Her instrument set-up included a mix of Chinese and Western percussion. For the Chinese percussion, three types of Chinese drums were deployed: a dagu big drum, two small paigu, and a flat drum called a biangu, alongside various Peking opera gongs, cymbals, bongos, toms, hi-hats and crash cymbals. In places the piece was busy and jazz-like with an Asian infusion throughout, creating, towards the end, a sense of calm.

Alex Ho’s Plastic Ceremony is a work for a single percussionist, drums and plastic bags. Wang took centre stage, using plastic bags as an instrument played with and on the biang, and occasionally offering vocal whispers and childlike nursery rhyme singing. The performance was wrapped around by a sense of eastern Japanese rhythmic physical drama that concluded with Wang wandering the stage covered in plastic bags, before subsiding into sleep behind Yim’s Yamaha grand piano. 

Electra Perivolaris’s Sleeping Warrior is a work for flute and percussion. Sombre, tomb-like and highly atmospheric, haunting harmonised reverb filled the hall. The first half concluded with Chen Yi’s Qi uptempo work for the full ensemble. Pulsing piano, low bass fluidity evoking a Tokyo sunset with all its majestic urban magic and contradictions.  

After the interval Vivian Fung’s The Ice is Talking was performed on three blocks of ice played with kitchen knives, bamboo skewers and threaded bolts, and at the end of the piece Wang poured Chinese ink on the ice from a Chinese teacup, all invoking a highly original sound. 

Next up was Liza Lim’s Bioluminescence for solo flute. Just prior to the performance a stage manager emerged throwing a selection of mini-LED white ball lights across the floor. Poetic and intense, it set the scene for Shao’s high-drama flute work. His tone and range are a major highlight of the event. 

Sun Keting’s Before we Were Ocean for piano and cello featured Western-inspired melodies, romantic and optimistic tones, in places taking referencing influences of Philip Glass and Steve Reich.
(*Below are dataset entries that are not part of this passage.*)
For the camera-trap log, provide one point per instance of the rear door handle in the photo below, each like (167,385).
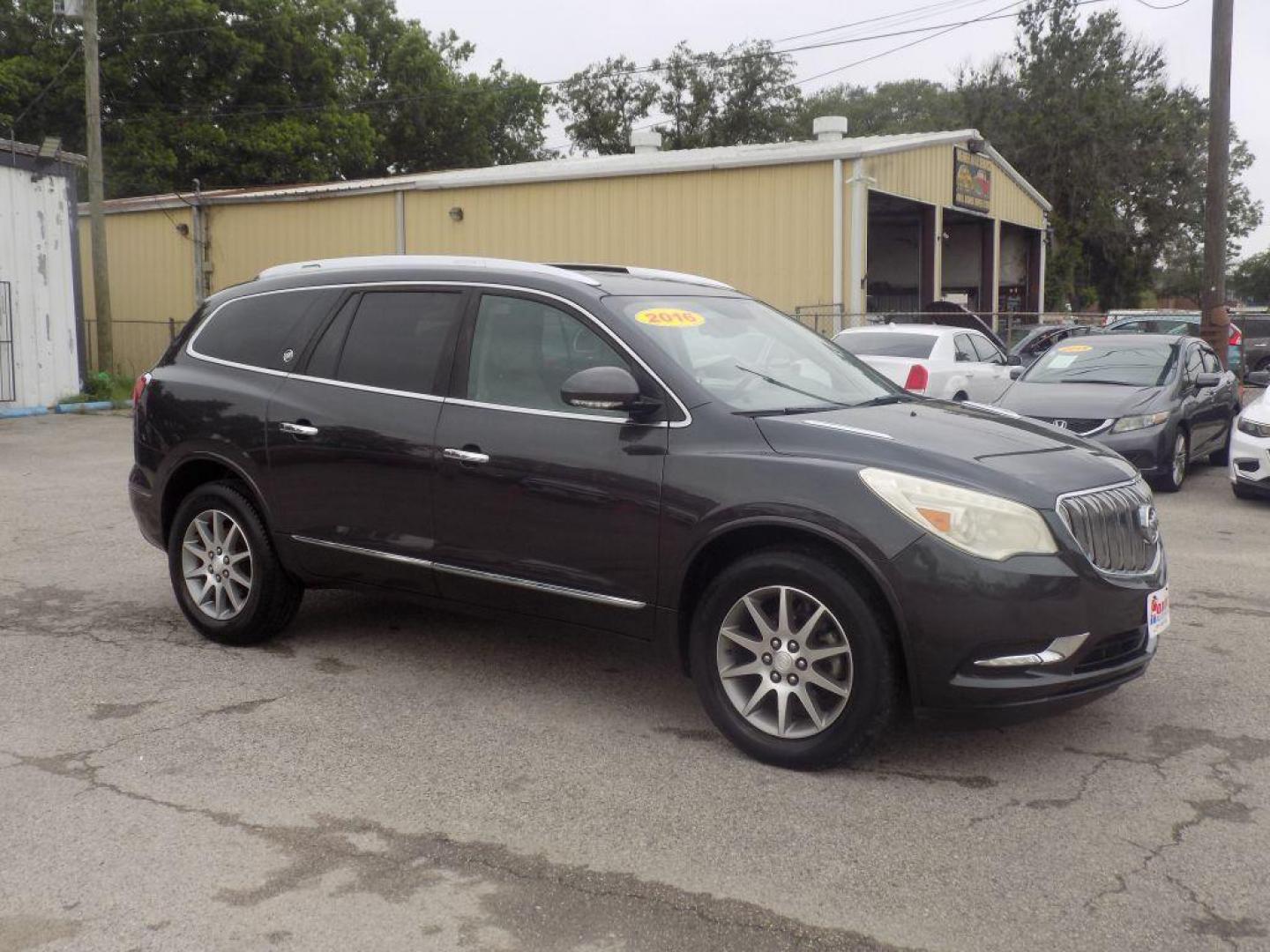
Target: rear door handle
(465,456)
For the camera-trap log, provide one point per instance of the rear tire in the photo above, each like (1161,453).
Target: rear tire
(228,579)
(840,643)
(1177,462)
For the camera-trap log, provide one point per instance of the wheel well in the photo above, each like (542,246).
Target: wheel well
(736,544)
(188,478)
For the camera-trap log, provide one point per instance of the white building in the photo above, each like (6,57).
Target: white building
(41,353)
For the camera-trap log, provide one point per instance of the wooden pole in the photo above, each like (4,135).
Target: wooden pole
(97,193)
(1214,324)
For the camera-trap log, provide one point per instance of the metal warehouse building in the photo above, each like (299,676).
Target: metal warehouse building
(840,227)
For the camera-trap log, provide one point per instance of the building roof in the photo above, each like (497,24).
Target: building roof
(594,167)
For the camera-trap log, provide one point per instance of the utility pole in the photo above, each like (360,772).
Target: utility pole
(95,193)
(1214,324)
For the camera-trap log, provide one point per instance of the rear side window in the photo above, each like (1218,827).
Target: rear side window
(265,331)
(394,340)
(886,344)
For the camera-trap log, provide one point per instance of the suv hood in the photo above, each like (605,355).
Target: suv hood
(973,447)
(1102,401)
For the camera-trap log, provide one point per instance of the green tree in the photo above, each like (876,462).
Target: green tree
(602,103)
(1251,279)
(888,108)
(1087,115)
(265,92)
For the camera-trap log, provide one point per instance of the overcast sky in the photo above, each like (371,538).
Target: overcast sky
(553,38)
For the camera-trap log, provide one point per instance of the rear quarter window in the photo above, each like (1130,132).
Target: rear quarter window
(263,331)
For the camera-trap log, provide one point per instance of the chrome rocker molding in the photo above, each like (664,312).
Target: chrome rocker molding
(1059,651)
(612,600)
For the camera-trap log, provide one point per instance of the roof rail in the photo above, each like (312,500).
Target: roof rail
(654,273)
(326,264)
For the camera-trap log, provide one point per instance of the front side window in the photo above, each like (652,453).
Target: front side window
(524,351)
(263,331)
(390,339)
(1091,361)
(748,355)
(986,349)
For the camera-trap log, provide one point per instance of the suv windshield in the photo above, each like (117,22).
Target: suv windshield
(750,355)
(1146,365)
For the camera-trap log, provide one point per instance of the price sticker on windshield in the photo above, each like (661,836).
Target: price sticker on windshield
(669,317)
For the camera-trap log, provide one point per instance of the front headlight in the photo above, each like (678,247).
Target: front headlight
(1254,429)
(979,524)
(1137,423)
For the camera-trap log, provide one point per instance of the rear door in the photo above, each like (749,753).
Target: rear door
(542,508)
(351,438)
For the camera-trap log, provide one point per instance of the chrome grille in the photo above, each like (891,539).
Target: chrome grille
(1105,524)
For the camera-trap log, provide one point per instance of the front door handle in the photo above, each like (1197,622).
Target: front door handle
(465,456)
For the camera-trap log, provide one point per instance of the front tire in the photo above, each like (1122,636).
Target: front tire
(1177,473)
(228,579)
(791,661)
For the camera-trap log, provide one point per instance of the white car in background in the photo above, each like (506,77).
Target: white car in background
(1250,444)
(950,363)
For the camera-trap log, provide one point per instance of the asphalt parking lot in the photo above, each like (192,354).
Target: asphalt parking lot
(390,778)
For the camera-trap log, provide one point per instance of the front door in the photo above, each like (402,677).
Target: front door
(542,508)
(351,437)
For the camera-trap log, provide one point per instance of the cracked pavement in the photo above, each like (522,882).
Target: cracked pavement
(387,777)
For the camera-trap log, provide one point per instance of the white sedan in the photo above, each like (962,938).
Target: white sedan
(1250,444)
(952,363)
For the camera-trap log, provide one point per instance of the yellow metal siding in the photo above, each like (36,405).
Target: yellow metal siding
(765,230)
(926,175)
(152,280)
(247,238)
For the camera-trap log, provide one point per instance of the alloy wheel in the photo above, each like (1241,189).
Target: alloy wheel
(785,661)
(216,564)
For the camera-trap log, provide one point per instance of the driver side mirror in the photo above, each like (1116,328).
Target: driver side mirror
(606,389)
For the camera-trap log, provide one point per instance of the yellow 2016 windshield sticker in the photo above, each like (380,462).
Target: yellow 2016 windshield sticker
(669,317)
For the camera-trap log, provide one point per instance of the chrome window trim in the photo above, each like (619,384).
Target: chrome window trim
(548,588)
(1058,510)
(433,398)
(845,428)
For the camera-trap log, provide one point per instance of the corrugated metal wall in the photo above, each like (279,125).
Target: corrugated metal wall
(40,358)
(765,230)
(247,238)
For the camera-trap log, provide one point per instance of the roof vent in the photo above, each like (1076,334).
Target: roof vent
(646,141)
(830,129)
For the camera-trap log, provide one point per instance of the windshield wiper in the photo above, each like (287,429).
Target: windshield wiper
(1114,383)
(788,410)
(886,398)
(790,386)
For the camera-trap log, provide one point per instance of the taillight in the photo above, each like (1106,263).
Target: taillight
(917,378)
(140,387)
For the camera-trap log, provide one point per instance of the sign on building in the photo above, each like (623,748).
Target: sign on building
(972,181)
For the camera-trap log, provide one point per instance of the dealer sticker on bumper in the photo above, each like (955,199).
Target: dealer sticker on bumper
(1157,614)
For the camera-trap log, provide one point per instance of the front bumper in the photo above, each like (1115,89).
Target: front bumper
(960,609)
(1148,449)
(1250,460)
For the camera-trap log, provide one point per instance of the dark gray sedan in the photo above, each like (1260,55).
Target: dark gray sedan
(1159,400)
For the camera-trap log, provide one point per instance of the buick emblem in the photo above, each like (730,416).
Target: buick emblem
(1148,524)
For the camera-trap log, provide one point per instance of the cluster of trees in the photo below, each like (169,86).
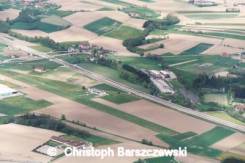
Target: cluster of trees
(235,85)
(47,122)
(150,25)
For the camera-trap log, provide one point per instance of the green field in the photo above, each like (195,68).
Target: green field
(158,160)
(74,92)
(118,2)
(103,26)
(2,56)
(21,105)
(210,137)
(115,95)
(141,12)
(220,99)
(112,74)
(185,135)
(96,140)
(225,116)
(211,15)
(198,49)
(41,48)
(28,66)
(56,21)
(198,144)
(47,24)
(124,32)
(209,65)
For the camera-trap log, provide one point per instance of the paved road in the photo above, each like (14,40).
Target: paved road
(124,87)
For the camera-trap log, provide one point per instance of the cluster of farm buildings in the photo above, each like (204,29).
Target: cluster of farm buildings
(161,80)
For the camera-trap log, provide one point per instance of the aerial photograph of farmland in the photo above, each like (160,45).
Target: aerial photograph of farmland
(122,81)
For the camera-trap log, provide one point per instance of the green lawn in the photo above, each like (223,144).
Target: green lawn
(199,150)
(124,32)
(21,105)
(210,137)
(103,25)
(211,15)
(107,87)
(184,135)
(96,140)
(198,49)
(47,24)
(141,12)
(41,48)
(116,95)
(112,74)
(225,116)
(28,66)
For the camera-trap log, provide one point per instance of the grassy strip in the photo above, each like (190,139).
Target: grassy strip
(210,137)
(198,49)
(116,95)
(74,92)
(20,105)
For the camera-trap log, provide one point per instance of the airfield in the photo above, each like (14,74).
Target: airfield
(51,85)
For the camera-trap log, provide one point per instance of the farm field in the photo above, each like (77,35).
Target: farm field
(93,116)
(225,116)
(220,99)
(197,49)
(162,115)
(120,41)
(201,144)
(103,26)
(21,105)
(2,48)
(124,32)
(178,43)
(19,141)
(76,5)
(230,142)
(66,75)
(41,48)
(47,24)
(115,95)
(72,34)
(9,13)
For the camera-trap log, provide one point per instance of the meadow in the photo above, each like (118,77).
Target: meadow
(199,144)
(20,105)
(124,33)
(103,26)
(198,49)
(116,95)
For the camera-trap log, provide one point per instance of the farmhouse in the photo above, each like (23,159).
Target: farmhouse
(71,143)
(7,92)
(84,46)
(240,107)
(160,78)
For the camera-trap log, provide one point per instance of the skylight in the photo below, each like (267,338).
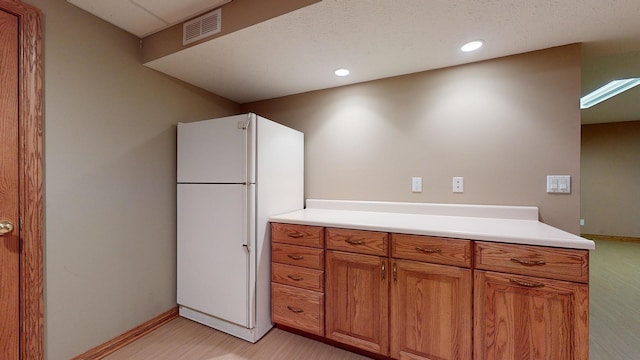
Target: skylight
(607,91)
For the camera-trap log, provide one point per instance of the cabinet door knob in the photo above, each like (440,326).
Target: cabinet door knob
(5,227)
(395,273)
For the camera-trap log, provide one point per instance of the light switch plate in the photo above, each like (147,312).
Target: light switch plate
(559,184)
(416,184)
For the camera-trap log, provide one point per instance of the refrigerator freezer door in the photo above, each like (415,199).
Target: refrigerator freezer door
(213,261)
(217,151)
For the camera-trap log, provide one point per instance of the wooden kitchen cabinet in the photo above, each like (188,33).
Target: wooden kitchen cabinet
(530,317)
(297,276)
(431,304)
(422,297)
(357,290)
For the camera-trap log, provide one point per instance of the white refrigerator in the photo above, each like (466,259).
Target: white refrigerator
(233,173)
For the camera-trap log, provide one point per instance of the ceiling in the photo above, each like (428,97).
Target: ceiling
(298,51)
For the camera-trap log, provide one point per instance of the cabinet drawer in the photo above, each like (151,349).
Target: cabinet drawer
(303,235)
(297,308)
(358,241)
(298,255)
(554,263)
(431,249)
(310,279)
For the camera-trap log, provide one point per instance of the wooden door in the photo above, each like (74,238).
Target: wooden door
(527,318)
(357,299)
(9,251)
(430,311)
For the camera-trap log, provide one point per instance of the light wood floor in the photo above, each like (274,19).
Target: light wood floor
(183,339)
(614,301)
(614,323)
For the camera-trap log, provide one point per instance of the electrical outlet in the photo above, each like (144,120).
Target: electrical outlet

The concert concluded with US composer George Crumb’s 20-minute work, Vox Balaenae (Voice of the Whale) written in 1971, inspired by whale songs. The full ensemble returned complete with half paper masks, as instructed by the composer in the score. Sliding cello lines led the work into a mesmerising finale as Morgan joined the musicians on stage, painting the covered stage floor in abstract blue and green lines. At the end, as the players concluded, they took to the front of the stage staring out at the audience in a questioning manner, and they themselves were daubed in paint. 

Politics, beauty and art combined into new-found forces that dared the audience to concentrate. Tangram’s courage and ambition has much to offer.